Kerry Justin

No. 26
- Position: Cornerback

Personal information
- Born: May 3, 1955 (age 71) New Orleans, Louisiana, U.S.
- Listed height: 5 ft 11 in (1.80 m)
- Listed weight: 175 lb (79 kg)

Career information
- High school: Crenshaw (Los Angeles, California)
- College: Oregon State
- NFL draft: 1978: undrafted

Career history
- Seattle Seahawks (1978–1983); New Jersey Generals (1984–1985); Seattle Seahawks (1986–1987);

Career NFL statistics
- Interceptions: 7
- Forced fumbles: 8
- Sacks: 1
- Stats at Pro Football Reference

= Kerry Justin =

American football player (born 1955)

Kerry August Justin (born May 3, 1955) is an American former professional football player who was a cornerback in the National Football League (NFL).

Justin was born in New Orleans, Louisiana and attended Crenshaw High School in Los Angeles, California. He played college football at Oregon State.
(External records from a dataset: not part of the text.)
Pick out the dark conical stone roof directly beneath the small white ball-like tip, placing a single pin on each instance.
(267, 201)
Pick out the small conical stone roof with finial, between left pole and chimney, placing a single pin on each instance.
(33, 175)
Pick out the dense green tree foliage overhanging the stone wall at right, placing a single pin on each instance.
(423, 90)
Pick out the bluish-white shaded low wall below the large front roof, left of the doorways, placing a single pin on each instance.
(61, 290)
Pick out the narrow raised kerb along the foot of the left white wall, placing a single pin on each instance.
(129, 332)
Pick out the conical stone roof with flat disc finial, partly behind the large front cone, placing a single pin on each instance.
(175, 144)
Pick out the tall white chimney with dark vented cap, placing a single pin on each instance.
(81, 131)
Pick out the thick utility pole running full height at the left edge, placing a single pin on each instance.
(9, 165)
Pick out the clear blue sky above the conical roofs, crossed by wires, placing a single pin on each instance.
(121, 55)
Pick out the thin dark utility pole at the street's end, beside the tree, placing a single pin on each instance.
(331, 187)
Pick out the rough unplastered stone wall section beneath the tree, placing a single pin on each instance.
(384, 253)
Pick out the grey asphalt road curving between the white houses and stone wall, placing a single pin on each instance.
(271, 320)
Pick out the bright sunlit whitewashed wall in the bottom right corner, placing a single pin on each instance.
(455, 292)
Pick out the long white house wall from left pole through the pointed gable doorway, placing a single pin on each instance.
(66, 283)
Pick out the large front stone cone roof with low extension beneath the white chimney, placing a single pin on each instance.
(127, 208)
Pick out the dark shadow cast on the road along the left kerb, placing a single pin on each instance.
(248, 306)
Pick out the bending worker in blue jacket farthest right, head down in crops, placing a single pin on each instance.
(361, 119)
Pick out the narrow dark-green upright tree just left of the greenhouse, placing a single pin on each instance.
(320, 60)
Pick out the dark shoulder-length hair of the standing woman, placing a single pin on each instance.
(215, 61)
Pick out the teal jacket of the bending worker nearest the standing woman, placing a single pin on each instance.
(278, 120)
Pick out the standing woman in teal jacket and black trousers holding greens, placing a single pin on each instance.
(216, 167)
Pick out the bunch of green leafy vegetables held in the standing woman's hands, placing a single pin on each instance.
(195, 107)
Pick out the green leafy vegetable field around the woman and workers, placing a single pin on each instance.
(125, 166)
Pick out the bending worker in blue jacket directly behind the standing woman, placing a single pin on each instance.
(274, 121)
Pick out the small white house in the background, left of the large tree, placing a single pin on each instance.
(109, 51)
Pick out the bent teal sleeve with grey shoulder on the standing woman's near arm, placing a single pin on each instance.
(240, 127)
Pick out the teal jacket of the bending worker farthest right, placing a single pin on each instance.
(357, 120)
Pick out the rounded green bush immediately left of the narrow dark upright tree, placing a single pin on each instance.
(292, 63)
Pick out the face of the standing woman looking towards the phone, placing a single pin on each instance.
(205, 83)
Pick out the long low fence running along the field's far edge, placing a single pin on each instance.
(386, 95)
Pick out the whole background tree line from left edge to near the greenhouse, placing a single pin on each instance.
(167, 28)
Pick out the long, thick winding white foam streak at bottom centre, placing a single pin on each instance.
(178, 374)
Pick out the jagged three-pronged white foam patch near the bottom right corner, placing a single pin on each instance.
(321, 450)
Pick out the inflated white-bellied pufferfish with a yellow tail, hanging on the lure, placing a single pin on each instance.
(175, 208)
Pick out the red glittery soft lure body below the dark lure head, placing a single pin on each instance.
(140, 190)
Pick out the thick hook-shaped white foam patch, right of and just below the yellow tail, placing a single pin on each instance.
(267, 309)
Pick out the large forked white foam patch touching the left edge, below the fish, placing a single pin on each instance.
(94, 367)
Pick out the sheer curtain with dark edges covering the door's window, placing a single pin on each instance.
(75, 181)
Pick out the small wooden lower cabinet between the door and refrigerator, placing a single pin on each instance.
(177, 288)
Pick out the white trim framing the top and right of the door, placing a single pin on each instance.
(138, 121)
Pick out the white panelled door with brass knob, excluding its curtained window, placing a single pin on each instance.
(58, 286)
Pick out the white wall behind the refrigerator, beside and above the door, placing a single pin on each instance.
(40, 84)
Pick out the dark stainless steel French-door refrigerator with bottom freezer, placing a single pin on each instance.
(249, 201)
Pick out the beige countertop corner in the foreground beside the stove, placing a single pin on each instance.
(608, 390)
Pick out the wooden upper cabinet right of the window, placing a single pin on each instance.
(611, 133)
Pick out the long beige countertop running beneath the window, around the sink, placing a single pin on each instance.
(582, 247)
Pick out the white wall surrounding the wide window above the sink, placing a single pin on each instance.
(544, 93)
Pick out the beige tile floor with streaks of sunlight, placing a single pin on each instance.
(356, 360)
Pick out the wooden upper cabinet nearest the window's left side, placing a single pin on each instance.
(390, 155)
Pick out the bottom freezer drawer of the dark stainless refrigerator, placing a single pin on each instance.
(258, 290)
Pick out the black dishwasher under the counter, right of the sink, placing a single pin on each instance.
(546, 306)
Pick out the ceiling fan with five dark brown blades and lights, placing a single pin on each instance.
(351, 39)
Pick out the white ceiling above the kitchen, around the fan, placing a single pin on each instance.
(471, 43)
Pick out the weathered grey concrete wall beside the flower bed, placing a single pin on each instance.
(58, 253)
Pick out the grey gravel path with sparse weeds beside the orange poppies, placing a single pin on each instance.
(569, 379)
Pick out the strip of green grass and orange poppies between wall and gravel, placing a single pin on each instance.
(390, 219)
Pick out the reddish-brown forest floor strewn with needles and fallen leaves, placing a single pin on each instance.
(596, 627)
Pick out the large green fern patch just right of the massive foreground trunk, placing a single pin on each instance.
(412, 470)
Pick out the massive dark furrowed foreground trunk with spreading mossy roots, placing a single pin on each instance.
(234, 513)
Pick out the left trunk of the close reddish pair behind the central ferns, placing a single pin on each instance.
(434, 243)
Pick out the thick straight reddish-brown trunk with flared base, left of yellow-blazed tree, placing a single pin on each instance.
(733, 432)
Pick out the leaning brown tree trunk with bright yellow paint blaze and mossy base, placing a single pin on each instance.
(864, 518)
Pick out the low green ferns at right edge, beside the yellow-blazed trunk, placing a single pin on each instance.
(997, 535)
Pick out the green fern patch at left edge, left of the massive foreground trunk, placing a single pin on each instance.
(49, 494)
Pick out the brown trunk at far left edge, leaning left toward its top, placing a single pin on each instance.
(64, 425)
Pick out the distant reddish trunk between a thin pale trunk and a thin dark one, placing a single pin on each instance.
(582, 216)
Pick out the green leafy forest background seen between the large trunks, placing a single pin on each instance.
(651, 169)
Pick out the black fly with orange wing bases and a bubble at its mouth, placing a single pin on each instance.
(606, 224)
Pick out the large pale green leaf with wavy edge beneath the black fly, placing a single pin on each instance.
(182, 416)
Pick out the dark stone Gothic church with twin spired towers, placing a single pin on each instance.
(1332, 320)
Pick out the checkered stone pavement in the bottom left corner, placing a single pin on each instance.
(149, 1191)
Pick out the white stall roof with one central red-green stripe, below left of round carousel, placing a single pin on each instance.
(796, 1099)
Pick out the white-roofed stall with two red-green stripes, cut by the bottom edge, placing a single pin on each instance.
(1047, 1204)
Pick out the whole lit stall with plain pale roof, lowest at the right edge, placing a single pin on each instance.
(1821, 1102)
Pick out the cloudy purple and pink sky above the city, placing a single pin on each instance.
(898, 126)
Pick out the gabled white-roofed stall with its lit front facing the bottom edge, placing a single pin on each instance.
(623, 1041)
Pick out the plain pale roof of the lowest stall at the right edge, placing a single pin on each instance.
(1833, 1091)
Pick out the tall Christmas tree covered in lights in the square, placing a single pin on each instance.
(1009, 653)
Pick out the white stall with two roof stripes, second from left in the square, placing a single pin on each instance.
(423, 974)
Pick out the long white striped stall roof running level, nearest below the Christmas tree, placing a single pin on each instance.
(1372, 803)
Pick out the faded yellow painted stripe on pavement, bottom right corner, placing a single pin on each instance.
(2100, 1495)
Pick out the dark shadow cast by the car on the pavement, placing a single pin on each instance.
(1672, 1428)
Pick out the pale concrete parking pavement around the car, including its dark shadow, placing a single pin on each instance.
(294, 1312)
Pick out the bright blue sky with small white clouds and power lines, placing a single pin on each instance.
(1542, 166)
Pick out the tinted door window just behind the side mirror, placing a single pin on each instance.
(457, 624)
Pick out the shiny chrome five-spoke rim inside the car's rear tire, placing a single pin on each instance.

Justin was signed by the Seattle Seahawks as an undrafted free agent in 1978. He spent six seasons with the Seahawks, 1978–1983, before jumping to the United States Football League with the New Jersey Generals. He was with the Generals for two campaigns, 1984–1985, recording 8 interceptions in the second year. When the USFL folded following the 1985 season, Justin returned to the Seahawks for two more years, 1986–1987.

In eight seasons with the Seahawks, he had seven interceptions returned for 31 yards and three blocked punts which remains a team record.

== Personal life ==
Justin is a brother of USFL defensive back Tyrone Justin, gridiron defensive back Sid Justin, and the uncle of CFL and Baltimore Ravens defensive back Airabin Justin.